Tout cela évoqué si magistralement dans le dernier livre de Patrick Beurard-Valdoye, Gadjo-Migrandt (voir la note de Françoise Clédat). À reprendre maintenant, riche de toutes ces données du film.
Jean-Louis Florentz
Le dernier numéro de la revue Orgues nouvelles consacre un important dossier à Jean-Louis Florentz. J’ai pu trouver sur Qobuz et écouter notamment un extrait des Laudes, « harpe de Marie » et Debout sur le soleil. Sur le disque de Frédéric Champion, qui propose l’extrait des Laudes, il y a une magnifique Suite de Maurice Duruflé avec dans le Prélude un petit thème qui me transporte. Sans doute a-t-il un rapport avec les ritournelles fondatrices.
De la faille (Françoise Clédat)
Bel écho de Françoise Clédat autour des notes du dernier flotoir et du thème de la faille, introduit par Antoine Emaz.
« [la] "faille", que tout livre contient, j'en suis bien d'accord, et même de mettre [le mot] au pluriel, tout livre a ses failles. Mais c'est au singulier que je le retiens. Car c'est un très beau mot. Le mot de l'être. On vit, on écrit avec.
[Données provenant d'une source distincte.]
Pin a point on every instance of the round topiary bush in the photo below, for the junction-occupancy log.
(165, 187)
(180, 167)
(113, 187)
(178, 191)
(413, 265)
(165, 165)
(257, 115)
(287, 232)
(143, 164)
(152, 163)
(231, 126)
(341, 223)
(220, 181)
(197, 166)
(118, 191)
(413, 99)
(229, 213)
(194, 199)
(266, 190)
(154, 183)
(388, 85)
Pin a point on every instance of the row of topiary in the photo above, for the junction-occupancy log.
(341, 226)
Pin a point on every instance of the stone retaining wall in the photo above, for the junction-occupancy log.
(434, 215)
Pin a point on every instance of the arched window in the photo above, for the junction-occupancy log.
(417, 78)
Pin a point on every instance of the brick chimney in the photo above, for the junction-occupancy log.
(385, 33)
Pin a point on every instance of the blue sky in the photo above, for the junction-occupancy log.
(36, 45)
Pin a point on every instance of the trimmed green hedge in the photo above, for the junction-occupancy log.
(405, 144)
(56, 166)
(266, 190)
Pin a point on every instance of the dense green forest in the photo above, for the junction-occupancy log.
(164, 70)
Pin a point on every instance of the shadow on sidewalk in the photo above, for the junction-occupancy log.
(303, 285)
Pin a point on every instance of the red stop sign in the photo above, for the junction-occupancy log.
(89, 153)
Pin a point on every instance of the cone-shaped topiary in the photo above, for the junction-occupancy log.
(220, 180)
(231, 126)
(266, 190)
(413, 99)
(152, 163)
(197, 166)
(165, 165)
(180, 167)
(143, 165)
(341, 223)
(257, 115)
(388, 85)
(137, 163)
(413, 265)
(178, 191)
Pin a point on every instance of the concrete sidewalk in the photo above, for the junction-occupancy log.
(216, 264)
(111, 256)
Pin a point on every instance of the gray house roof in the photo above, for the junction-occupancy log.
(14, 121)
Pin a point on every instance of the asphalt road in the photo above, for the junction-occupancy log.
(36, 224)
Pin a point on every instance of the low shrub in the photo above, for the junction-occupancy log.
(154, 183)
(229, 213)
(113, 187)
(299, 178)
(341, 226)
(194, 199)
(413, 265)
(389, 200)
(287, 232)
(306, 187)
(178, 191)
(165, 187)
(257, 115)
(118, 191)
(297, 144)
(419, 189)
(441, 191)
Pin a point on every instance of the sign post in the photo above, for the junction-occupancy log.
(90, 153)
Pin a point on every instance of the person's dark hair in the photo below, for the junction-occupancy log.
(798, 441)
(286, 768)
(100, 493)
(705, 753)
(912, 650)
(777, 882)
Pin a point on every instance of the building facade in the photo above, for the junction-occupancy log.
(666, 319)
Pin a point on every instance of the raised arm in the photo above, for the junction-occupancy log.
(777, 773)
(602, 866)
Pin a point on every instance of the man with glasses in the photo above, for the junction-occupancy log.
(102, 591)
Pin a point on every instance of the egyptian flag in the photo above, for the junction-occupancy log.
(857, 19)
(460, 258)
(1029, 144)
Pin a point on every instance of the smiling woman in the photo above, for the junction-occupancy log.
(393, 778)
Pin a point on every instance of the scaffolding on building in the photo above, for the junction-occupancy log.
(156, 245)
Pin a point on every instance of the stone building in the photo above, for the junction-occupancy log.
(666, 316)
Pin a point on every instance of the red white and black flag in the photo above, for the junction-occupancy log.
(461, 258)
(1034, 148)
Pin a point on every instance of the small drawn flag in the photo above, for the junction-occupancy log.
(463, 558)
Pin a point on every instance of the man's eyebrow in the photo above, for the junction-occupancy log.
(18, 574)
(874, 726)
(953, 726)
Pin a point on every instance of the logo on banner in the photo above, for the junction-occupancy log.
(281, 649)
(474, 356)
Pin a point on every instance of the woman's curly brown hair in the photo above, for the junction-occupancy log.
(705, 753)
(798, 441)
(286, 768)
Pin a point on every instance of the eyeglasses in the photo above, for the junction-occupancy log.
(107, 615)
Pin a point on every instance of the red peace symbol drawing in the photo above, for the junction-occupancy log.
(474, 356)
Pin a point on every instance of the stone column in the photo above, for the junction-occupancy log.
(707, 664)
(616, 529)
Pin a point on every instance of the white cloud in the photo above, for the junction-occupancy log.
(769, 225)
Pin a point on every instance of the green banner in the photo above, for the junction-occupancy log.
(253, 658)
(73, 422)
Écrire c'est reconnaître la faille en soi, c'est l'admettre dans son écriture, c'est s'avancer en la risquant et ceux que nous admirons le plus sont ceux qui l'ont risquée le plus. »
De la faille (Antoine Emaz)
Une autre réaction, d’Antoine Emaz lui-même cette fois
« Tu as tout à fait raison de lier mon refus de l'admiration inconditionnelle et l'expérience du Bouchet : comme ne pas être piégé deux fois...
C'est drôle comme certaines œuvres aident leur lecteur alors que d'autres le dévorent. »
→ Il en est ainsi des œuvres, il en est ainsi des êtres humains et des rencontres. Certains et certaines donnent des ailes, viennent précisément alimenter cette énergie créatrice dont il était question ces derniers jours dans ces pages, alors que d’autres la captent à leur profit ou bien l’étouffent par leur puissance (et là on ne peut que s’incliner et éventuellement fuir ou passer son chemin si on n’est pas de taille à résister, tout le monde ne peut pas combattre avec l’ange !), alors que d’autres le font par jalousie ou esprit de compétition. Là aussi, il est préférable de passer son chemin !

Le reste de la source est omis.